IMTM HPC Cluster¶

IMTM operates its own high-performance computing (HPC) facility, designed to handle the demanding needs of cutting-edge research in areas like bioinformatics, chemoinformatics, and genome analysis. Since many of these projects involve sensitive patient data, the entire system is managed solely by IMTM staff—no external vendors or third parties are involved, ensuring maximum data security and privacy.

IMTM Datacenter

Compute Resources¶

Node class	CPU	Nodes	Cores / node	RAM / node
Density	AMD EPYC 9654 96-core	12	192	512 GiB
Frequency	AMD EPYC 9474F 48-core	5	96	768 GiB

Total capacity 2784 CPU cores and 9.8 TiB RAM memory.

Theoretical Peak FP64 Performance¶

Clock profile	AMD EPYC 9654 nodes `12`	AMD EPYC 9474F nodes `5`	Whole cluster
Base clocks	88.5 TFLOPs	27.6 TFLOPs	116 TFLOPs
Max boost	136.4 TFLOPs	31.5 TFLOPs	168 TFLOPs

Networking¶

Every node is connected to our core switches with two bonded 25GbE SFP28 ports, giving 50 Gbit/s of effective bandwidth with RoCE-v2 RDMA support. Aggregate leaf bandwidth 850 Gbit/s across the 17 compute nodes.

The cluster is connected to the internet with 10 Gbit/s uplink and is connected to IT4I supercomputer with 100 Gbit/s dedicated line.

Storage¶

Tier	Drives	Raw capacity
SSD `NVMe`	192 × 7.68 TB	1.48 PB
HDD	128 × 18 TB	2.30 PB

Total raw capacity 3.78 PB in a two-tier SSD and HDD.

Software¶

Our cluster comes preinstalled with a wide range of scientific and development tools.

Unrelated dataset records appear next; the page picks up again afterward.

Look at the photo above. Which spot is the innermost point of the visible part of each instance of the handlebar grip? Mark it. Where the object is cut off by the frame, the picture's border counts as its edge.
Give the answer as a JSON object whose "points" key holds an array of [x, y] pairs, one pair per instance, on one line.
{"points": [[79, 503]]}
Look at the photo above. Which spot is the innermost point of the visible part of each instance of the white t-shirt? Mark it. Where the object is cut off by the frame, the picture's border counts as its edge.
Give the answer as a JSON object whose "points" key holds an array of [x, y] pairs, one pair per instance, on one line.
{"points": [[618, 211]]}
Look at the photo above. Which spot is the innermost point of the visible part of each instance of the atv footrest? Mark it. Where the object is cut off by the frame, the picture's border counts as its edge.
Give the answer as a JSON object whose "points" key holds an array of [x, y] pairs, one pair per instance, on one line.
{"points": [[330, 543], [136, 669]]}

It uses Lmod, a Lua-based environment module system, to manage and load software modules from the preinstalled library. These modules are built using EasyBuild, ensuring reproducibility, compatibility, and ease of deployment across the system.

Scheduler¶

The cluster's workload orchestration relies on the latest stable release of OpenPBS, augmented with a suite of custom Python hooks that tailor scheduling to IMTM's research priorities. These hooks enforce fair-share policies, dynamic QoS levels, cgroup-based resource isolation and scratch space management.

Monitoring¶

Our High Performance Computing (HPC) cluster is actively monitored using Prometheus, which collects real-time metrics on system performance and resource usage. These metrics are visualized through Grafana dashboards, allowing operators to monitor cluster health, identify performance bottlenecks, and make informed decisions regarding resource allocation and workload management.